1.「新しい歴史を作る会」側の教科書
3日検定に合格した日本の「新しい歴史を作る会」(以下はつくる会)の作った歴史教科書と既存の7種の歴史教科書の内容は、韓国側から見ると満足できない水準である。韓国への加害事実が多数削除されるているか縮小されているからである。
ただ、つくる会側や文部科学省が韓国や中国からの批判を受けた部分を一部改正しようとした意思を表明した痕跡は伺える。日本の全教科書は4年毎に修正本が提出でき、問題になった「つくる会の教科書」も2004年に再び修正本が作られる可能性もある。
つくる会側は検定の合格という最大の目標を達成した。検定の過程から国内外からの関心を独占し、「宣伝の効果」も上げた。
韓国と関連して最も問題となった韓日併合や韓国の地政学的な位置、3・1運動(韓国の反日本植民地運動)、強制連行および皇民化政策、江華島(カンファド)事件と韓日修好条約などでは「強制性」を追加した。

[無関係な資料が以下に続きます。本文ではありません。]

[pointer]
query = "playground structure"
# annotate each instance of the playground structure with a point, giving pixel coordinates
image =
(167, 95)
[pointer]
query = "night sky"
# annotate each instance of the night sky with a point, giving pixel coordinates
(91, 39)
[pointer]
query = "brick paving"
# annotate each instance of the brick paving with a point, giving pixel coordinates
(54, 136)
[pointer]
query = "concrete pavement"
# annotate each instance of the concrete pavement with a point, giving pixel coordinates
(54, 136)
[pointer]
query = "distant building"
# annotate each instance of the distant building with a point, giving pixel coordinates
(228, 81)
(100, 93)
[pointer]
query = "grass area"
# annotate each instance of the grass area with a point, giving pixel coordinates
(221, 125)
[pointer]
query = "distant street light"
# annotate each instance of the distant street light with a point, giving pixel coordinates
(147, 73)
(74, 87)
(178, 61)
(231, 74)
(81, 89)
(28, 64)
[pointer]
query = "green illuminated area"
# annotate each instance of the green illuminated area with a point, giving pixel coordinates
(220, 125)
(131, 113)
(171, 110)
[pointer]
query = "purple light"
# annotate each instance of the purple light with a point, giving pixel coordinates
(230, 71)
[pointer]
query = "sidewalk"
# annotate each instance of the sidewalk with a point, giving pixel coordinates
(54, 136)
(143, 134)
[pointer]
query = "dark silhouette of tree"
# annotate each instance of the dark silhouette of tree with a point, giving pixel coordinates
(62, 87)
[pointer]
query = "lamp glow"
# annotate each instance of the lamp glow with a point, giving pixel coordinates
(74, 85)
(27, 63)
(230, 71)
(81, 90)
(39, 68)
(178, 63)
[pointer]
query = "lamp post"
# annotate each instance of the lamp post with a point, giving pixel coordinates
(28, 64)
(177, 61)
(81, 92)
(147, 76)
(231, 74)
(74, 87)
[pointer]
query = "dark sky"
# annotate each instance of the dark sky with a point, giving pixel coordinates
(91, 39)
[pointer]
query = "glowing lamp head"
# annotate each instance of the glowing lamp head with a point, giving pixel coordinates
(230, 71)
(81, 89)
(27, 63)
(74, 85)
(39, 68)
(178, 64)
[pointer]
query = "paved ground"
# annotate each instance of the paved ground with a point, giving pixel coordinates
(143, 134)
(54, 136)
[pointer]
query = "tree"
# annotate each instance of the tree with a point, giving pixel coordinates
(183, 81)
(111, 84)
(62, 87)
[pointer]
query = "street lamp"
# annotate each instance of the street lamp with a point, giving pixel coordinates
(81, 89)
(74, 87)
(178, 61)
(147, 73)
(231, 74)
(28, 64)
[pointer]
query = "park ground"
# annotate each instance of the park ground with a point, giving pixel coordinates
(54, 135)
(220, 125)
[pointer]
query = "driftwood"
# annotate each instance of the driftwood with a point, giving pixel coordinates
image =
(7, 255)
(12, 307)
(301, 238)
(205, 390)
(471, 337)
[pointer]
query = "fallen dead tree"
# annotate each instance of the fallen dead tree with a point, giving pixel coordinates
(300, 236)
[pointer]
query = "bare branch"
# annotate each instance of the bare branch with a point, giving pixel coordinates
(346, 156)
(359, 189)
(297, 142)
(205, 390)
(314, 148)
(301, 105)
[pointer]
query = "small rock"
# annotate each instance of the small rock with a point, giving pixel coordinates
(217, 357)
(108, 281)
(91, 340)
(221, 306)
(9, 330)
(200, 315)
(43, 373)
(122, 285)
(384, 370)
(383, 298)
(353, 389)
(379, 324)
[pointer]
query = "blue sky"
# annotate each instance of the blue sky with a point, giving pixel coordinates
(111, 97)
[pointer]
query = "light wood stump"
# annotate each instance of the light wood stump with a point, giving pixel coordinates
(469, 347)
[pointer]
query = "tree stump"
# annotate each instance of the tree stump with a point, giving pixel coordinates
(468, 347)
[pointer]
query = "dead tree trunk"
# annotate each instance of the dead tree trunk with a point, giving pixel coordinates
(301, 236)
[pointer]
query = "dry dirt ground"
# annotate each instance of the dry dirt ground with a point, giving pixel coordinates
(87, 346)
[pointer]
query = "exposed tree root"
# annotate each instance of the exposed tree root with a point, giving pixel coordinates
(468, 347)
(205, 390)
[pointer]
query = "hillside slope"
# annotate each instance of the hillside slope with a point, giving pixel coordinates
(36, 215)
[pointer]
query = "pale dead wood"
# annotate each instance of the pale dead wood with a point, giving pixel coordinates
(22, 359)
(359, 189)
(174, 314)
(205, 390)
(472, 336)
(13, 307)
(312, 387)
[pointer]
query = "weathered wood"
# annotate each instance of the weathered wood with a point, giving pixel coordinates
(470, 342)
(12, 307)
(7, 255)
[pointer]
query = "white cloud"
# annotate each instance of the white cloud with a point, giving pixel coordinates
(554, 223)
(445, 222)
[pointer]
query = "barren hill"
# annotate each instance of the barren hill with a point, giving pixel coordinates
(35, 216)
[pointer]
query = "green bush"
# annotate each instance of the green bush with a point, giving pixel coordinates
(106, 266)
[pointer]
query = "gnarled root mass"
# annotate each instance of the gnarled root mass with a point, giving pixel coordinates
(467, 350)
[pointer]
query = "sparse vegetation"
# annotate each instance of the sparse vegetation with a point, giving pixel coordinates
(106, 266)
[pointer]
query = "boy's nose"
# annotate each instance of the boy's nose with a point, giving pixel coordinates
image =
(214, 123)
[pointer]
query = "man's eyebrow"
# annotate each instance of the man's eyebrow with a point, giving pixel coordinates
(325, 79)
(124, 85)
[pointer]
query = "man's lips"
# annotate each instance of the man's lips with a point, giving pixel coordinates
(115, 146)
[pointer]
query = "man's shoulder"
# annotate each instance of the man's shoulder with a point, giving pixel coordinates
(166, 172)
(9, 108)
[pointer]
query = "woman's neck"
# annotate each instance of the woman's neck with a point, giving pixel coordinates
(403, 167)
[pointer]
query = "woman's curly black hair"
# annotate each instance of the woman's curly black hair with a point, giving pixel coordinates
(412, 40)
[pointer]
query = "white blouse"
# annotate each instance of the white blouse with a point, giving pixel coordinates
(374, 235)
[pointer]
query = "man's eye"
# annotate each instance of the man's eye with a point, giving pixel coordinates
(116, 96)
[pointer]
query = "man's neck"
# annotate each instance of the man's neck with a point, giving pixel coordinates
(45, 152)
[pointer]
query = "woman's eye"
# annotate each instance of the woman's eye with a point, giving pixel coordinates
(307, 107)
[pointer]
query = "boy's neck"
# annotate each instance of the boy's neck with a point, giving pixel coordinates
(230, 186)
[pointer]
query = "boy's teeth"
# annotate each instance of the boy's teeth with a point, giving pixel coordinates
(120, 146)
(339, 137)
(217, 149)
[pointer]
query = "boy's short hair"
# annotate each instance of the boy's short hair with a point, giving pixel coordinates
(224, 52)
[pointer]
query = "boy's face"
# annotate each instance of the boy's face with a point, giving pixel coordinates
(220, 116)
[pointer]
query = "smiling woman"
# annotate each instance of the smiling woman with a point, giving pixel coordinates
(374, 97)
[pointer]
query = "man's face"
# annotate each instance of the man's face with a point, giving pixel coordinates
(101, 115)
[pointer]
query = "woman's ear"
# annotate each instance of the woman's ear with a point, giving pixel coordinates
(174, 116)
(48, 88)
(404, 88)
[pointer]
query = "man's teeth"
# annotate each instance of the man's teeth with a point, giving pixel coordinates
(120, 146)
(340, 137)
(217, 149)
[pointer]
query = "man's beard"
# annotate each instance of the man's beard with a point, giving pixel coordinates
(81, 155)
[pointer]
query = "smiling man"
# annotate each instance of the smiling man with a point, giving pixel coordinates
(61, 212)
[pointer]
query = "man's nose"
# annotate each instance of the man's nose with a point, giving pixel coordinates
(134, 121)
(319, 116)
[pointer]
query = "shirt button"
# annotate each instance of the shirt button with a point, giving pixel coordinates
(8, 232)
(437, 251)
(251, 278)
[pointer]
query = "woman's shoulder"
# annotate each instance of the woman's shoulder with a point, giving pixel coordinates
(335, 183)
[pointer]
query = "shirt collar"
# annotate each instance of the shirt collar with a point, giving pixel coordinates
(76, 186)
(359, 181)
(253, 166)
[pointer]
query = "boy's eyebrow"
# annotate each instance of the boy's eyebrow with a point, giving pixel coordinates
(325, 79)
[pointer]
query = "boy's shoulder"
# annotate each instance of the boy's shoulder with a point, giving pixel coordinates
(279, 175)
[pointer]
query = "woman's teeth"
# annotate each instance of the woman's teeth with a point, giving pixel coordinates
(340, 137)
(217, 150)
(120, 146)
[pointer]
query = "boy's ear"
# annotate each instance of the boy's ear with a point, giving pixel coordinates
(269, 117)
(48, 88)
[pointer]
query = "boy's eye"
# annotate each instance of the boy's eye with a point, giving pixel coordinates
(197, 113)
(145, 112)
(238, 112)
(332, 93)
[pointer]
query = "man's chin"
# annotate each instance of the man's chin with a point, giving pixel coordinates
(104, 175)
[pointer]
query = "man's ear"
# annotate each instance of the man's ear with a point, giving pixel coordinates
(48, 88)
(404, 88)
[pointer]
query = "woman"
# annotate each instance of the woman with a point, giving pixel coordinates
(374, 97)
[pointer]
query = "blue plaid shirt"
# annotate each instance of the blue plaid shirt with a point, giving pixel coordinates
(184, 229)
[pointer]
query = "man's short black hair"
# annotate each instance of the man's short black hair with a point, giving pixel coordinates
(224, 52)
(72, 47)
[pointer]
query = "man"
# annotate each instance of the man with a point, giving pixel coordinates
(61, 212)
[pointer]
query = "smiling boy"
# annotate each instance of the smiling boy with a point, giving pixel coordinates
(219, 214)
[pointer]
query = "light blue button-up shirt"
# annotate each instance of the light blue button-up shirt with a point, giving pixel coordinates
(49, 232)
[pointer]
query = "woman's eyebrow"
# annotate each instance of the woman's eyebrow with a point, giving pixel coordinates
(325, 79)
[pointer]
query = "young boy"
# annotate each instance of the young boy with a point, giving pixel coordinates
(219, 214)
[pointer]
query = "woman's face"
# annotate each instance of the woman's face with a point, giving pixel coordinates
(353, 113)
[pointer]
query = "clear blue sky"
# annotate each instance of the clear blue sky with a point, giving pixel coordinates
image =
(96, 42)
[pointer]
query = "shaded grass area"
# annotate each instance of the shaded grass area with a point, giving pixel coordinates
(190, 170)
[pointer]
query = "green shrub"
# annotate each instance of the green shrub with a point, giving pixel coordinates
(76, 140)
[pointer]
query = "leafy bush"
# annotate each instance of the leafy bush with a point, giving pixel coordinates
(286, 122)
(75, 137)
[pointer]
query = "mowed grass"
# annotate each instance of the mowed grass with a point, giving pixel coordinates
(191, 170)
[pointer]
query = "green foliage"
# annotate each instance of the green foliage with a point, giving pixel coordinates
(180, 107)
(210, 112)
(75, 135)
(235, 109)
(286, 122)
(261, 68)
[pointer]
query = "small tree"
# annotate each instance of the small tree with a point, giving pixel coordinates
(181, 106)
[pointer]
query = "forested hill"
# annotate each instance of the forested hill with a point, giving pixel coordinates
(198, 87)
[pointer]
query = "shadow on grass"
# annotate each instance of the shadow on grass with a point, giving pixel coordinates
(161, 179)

しかし、第2次世界大戦の戦犯裁判である極東軍事裁判の正統性を否定しながら「太平洋戦争」の代わりに「大東亜戦争」との用語を使用する一方、アジア諸国の独立を間接的に支援したと抗弁した部分もある。
一方、日本の加害事実は扱わないように努力した。代表的な事例が、日本軍慰安婦に関する記述を除外したこと。日本軍慰安婦の記述を教科書から削除しようとするのが同団体の設立目的の一つであり、彼らとしては成果を上げたわけである。

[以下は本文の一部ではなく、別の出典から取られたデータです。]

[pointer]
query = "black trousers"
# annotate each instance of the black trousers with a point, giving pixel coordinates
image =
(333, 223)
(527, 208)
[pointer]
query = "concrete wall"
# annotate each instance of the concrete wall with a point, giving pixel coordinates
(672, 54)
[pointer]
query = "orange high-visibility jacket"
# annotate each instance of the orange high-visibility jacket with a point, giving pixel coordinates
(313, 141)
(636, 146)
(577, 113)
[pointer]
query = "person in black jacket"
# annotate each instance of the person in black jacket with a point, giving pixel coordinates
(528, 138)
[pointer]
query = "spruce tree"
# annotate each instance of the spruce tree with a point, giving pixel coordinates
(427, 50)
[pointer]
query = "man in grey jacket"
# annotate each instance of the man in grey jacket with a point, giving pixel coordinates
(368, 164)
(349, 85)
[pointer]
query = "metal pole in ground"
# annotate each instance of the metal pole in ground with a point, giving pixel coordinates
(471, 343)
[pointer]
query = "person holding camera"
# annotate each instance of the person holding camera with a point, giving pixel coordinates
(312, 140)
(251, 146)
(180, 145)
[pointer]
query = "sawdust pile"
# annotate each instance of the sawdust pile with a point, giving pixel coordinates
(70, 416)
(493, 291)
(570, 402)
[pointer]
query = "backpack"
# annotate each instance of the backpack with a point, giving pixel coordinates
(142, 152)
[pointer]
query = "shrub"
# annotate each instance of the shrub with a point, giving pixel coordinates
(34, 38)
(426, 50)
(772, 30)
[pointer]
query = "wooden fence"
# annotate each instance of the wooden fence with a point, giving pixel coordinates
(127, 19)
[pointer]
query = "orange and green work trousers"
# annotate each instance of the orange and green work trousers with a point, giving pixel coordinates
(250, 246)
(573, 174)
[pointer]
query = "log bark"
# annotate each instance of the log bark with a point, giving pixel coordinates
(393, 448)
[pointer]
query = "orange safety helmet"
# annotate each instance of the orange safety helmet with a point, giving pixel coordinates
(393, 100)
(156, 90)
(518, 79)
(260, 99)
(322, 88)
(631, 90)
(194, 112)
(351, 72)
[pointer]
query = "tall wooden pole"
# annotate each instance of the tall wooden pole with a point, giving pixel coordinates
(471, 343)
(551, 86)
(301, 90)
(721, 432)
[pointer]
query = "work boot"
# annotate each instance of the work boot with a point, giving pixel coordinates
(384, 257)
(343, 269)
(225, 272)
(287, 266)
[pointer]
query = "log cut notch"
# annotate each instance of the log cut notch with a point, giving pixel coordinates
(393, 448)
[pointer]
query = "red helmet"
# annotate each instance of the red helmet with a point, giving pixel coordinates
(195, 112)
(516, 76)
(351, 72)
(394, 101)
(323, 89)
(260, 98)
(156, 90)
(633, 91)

執筆者である「つくる会」の会長である西尾幹二電気通信大の教授は、最近、ある雑誌とのインタービューで文部省の修正要求に不満を示しながらも「勿論、日本軍慰安婦に関する記述は一行も書いていない」と自慢したこともある。
2.既存の7種の教科書
既存の7種の教科書も国内外の関心がつくる会側の教科書に集中されている間に、コッソリと韓国と関連した記述のうち、加害事実を大幅削除するか減らしてしまった。初めて出版される「つくる会」の教科書とは違って7種の教科書は、第一線の学校で「既得権」を享受してきたために、日本の歴史教育に直接的な影響を及ぼすものと予想される。
現行の7種の教科書はいずれも「日本軍慰安婦」に関する記述はしていたものの、今回、4種の教科書がこれを完全に削除した。2種は「非人道な慰安施設には日本軍のみならず朝鮮や台湾などの女性もいた」と書き直し、苛酷性や強制性を弱化して表現した。また、全教科書の使っていた「侵略」との表現も6種の教科書から削除された。「日本軍慰安婦」と「侵略」という表現は、82年、韓国と中国の批判を受けて全ての歴史教科書が記述するようになったものである。

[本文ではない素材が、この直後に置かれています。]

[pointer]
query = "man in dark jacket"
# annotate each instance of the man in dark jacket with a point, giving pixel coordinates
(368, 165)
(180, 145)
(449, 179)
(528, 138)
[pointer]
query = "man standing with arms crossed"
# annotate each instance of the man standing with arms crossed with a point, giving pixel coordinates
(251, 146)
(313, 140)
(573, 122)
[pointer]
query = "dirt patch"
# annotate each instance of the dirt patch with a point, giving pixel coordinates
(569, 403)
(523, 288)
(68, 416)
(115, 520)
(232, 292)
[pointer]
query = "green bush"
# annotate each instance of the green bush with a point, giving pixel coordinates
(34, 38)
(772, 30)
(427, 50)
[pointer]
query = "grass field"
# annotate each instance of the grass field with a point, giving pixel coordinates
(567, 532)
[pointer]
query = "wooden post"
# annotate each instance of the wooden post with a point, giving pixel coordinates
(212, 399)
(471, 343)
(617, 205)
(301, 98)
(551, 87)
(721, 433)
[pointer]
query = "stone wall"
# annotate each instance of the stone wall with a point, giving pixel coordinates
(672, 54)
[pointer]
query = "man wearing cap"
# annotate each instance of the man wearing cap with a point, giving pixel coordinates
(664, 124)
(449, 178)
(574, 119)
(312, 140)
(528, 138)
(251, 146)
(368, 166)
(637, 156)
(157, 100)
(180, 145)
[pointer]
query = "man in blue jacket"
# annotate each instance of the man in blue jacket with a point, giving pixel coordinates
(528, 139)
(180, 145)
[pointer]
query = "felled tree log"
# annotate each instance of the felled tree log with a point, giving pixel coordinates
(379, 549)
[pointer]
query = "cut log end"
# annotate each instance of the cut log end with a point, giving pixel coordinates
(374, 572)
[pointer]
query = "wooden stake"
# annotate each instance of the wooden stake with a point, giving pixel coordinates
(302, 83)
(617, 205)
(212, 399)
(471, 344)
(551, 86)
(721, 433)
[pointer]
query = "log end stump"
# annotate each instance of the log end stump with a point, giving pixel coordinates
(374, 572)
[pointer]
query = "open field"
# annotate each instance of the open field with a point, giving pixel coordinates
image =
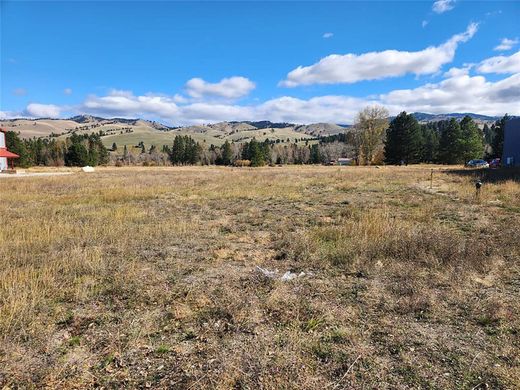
(147, 277)
(132, 132)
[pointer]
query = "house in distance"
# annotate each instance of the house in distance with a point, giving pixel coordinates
(511, 154)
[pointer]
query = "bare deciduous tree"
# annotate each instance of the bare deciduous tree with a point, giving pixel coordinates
(371, 124)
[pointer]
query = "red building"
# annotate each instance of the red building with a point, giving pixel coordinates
(6, 157)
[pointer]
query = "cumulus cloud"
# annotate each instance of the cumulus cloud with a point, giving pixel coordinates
(229, 88)
(441, 6)
(501, 64)
(506, 44)
(462, 89)
(459, 93)
(125, 104)
(351, 68)
(19, 92)
(37, 110)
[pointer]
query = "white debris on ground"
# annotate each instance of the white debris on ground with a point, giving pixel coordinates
(291, 275)
(33, 174)
(88, 169)
(285, 277)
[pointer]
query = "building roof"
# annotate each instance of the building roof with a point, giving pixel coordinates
(5, 153)
(512, 141)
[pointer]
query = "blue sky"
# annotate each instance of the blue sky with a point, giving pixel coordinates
(199, 62)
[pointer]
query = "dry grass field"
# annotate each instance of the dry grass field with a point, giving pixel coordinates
(149, 278)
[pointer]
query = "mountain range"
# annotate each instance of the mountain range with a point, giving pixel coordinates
(124, 131)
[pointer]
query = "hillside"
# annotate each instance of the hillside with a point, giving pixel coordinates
(132, 131)
(124, 131)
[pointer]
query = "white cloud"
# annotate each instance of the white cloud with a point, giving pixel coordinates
(441, 6)
(459, 93)
(37, 110)
(351, 68)
(229, 88)
(501, 64)
(19, 92)
(506, 44)
(125, 104)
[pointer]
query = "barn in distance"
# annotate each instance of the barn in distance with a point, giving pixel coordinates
(511, 154)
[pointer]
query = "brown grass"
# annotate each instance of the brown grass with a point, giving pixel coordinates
(147, 277)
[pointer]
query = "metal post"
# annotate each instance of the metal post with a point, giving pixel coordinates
(478, 186)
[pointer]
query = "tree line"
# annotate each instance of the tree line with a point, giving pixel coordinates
(373, 139)
(76, 150)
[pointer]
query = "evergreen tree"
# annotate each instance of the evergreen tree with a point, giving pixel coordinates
(430, 147)
(227, 154)
(77, 155)
(498, 140)
(450, 145)
(472, 140)
(177, 152)
(16, 145)
(403, 140)
(125, 153)
(315, 157)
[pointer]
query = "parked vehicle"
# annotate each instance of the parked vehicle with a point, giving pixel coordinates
(495, 163)
(477, 164)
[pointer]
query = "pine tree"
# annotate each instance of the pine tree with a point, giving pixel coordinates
(498, 139)
(227, 154)
(315, 156)
(430, 147)
(450, 144)
(472, 140)
(403, 140)
(77, 155)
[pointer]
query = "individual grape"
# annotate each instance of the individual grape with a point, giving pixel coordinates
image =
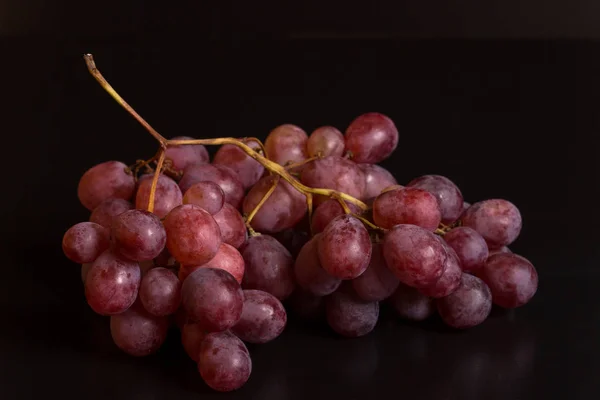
(108, 209)
(183, 156)
(467, 306)
(325, 141)
(470, 247)
(138, 235)
(286, 144)
(326, 212)
(112, 284)
(167, 195)
(512, 279)
(283, 210)
(263, 318)
(160, 292)
(193, 236)
(414, 255)
(232, 225)
(206, 195)
(138, 333)
(269, 266)
(213, 298)
(192, 336)
(105, 181)
(219, 174)
(345, 248)
(228, 258)
(334, 173)
(376, 180)
(224, 361)
(85, 241)
(309, 273)
(377, 282)
(350, 316)
(411, 304)
(445, 191)
(498, 221)
(248, 170)
(407, 206)
(371, 138)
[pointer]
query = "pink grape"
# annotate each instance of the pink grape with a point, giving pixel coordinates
(407, 206)
(377, 282)
(467, 306)
(85, 241)
(248, 170)
(112, 284)
(269, 266)
(286, 144)
(219, 174)
(232, 225)
(138, 333)
(309, 273)
(414, 255)
(498, 221)
(224, 361)
(350, 316)
(193, 236)
(371, 138)
(213, 298)
(283, 210)
(105, 181)
(167, 195)
(512, 279)
(344, 247)
(138, 235)
(263, 318)
(445, 191)
(183, 156)
(206, 195)
(411, 304)
(108, 209)
(470, 247)
(160, 292)
(325, 141)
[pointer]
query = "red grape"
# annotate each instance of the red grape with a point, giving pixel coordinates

文部科学省は「韓国に対する加害事実が削除されるか削減された理由について、2002年から中学校の週休二日制が実施され、歴史時間が週4時間から3時間に減ったためだ」と解明した。また、日本軍慰安部については、「中学生に教えるのに適切ではないという学校側の意見が多かった。そのため、出版者が自発的に書き直したようだ」と解明した。しかし、つくる会側の根強い攻撃がこれら教科書に影響を与えたことは否定できない事実であろう。